Initially prioritized for those most vulnerable to COVID, boosters are for everyone. According to Our Health data, around a quarter (24%) of queer folks had not yet received a booster dose at the time of survey completion. Vaccines (both boosters and initial doses) are still widely available through public health units across the country. To learn more about options to access a COVID-19 shot, visit the Government of Canada’s vaccination appointment finder resource page.
Another important finding from Our Health was the need to do more in addressing barriers experienced by Black and Indigenous folks when it comes to COVID-19 vaccination: 75% of non-Black participants received a booster vaccine, compared to 56% for Black folks. Similarly, only 54% of Indigenous folks received a booster vaccine whereas 77% of non-Indigenous folks did. The Canadian public health system's history of violating the right to informed consent of Indigenous communities has also understandably contributed to vaccine hesitancy1. Our Health findings reflect what we’ve known since the beginning of the pandemic: many racialized people are experiencing greater harms as a result of COVID-19. While harms weren’t experienced the same way across racialized groups, many also faced increased harassment and discrimination.
Our data also demonstrate that people experiencing housing precarity or homelessness were among the least likely to have accessed COVID-19 vaccines. Only half (51%) reported accessing a booster vaccine.
COVID-19 demonstrated the importance of collective protection; if any part of the community is left behind, there is increased risk of transmission.
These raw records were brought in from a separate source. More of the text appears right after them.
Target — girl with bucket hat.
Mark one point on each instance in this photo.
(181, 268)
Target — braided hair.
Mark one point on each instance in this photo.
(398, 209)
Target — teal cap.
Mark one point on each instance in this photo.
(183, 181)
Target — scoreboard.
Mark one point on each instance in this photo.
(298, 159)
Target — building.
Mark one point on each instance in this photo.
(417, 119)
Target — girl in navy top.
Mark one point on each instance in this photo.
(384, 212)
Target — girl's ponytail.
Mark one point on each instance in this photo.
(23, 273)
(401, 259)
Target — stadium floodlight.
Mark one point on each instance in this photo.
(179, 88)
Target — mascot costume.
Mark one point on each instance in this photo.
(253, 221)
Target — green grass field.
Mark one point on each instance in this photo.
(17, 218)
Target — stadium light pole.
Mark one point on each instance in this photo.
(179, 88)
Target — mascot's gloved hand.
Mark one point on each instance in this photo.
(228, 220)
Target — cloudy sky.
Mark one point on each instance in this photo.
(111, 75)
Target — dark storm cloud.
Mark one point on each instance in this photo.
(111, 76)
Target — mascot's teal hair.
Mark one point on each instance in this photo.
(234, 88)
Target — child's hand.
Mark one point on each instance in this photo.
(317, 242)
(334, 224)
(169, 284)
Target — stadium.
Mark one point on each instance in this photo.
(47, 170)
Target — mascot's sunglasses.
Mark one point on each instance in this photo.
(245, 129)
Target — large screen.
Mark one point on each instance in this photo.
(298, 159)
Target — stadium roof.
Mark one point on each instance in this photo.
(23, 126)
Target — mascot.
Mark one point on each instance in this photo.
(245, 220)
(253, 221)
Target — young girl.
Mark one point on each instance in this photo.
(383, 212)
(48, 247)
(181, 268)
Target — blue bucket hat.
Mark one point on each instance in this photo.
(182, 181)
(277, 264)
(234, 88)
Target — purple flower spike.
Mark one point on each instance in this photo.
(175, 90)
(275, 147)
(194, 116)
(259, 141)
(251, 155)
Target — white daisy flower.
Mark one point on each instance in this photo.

Vaccination campaigns must meet folks where they are at. Queer people’s collective action helped keep us protected during the height of this crisis, and as our relationship with COVID-19 changes - with boosters at our disposal - our solidarity with each other can keep us protected until this emergency ends.
*Our Health is funded by Canada’s COVID-19 Immunity Task Force and the Public Health Agency of Canada, with testing support provided by the National Microbiology Laboratory. The views expressed herein do not necessarily represent the views of the Public Health Agency of Canada.
1: Mosby, Ian and Jaris Swidrovich. Medical Experimentation and the roots of COVID-19 vaccine hesitancy among Indigenous peoples in Canada. CMAJ 2021 March 15;193:E3813. doi: 10.1503/cmaj.210112. Accessed Feb 10 2023.